Linguagem repressiva e linhas de fuga libertárias

A linguagem não é mesmo feita para que se acredite nela, mas para obedecer e fazer obedecer. (…) Isso pode ser percebido nos informes da polícia ou do governo, que pouco se preocupam com a verossimilhança ou com a veracidade, mas que definem muito bem o que deve ser observado e guardado. A indiferença dos comunicados em relação a qualquer credibilidade frequentemente beira a provocação. O que prova que se trata de uma outra coisa. – Deleuze e Guattari, Mil Platôs

A invenção de linguagens libertárias que superem a universalidade da linguagem criminal (no presente!), com linhas de fuga capazes de dissolver a imaginação punitiva (e certa versatilidade inventiva para os controles, amplificados na atualidade do século XXI, com novas tecnologias de controle, e redimensionamento da fé na imprescindibilidade das prisões e demais políticas repressivas), desafortunadamente esbarra em aspectos repressivos da própria linguagem.
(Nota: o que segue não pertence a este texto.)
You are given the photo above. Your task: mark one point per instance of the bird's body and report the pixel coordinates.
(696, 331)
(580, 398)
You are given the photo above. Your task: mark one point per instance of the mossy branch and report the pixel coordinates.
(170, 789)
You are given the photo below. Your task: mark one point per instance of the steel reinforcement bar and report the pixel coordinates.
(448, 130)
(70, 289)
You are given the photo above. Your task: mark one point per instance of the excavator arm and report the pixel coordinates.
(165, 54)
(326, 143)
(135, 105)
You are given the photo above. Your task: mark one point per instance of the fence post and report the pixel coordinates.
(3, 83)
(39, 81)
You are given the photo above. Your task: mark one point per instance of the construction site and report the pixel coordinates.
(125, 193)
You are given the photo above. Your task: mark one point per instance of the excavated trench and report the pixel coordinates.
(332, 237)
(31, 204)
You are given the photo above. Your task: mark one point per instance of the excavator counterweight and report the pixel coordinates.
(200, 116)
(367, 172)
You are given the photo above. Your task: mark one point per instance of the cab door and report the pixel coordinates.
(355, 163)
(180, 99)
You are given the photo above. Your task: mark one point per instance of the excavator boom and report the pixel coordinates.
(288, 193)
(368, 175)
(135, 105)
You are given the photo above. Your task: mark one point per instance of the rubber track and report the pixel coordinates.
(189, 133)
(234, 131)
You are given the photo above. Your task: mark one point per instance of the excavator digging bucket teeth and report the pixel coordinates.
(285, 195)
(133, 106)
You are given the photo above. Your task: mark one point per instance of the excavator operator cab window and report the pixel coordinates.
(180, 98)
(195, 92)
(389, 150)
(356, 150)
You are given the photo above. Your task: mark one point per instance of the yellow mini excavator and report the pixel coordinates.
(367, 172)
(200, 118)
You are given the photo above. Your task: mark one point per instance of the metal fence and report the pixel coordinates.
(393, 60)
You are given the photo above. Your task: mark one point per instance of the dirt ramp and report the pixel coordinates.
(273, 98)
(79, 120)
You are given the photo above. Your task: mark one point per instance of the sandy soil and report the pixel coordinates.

É dizer, esbarra em peculiaridades problemáticas, que potencializam a difusão extremamente fácil de pensamentos frágeis, nocivos, com efeitos perniciosos na realidade; abarcando, claro, processos de produção de subjetividades que naturalizam os conteúdos dessas linguagens bombardeadas, gerando os microfascismos na ciranda das “amabilidades programadas” (consideradas nas analíticas libertárias), que seguem orbitando produções repressivas, como o princípio da autoridade.

Princípio da autoridade sem o qual, cristalinamente, não existe sistema de justiça criminal no planeta, como entenderam os abolicionistas atentos às histórias dos pensamentos libertários, valorizando as contribuições anarquistas, dentro do que alguns assinalam como uma criminologia libertária, embora o nome não seja crucial aqui.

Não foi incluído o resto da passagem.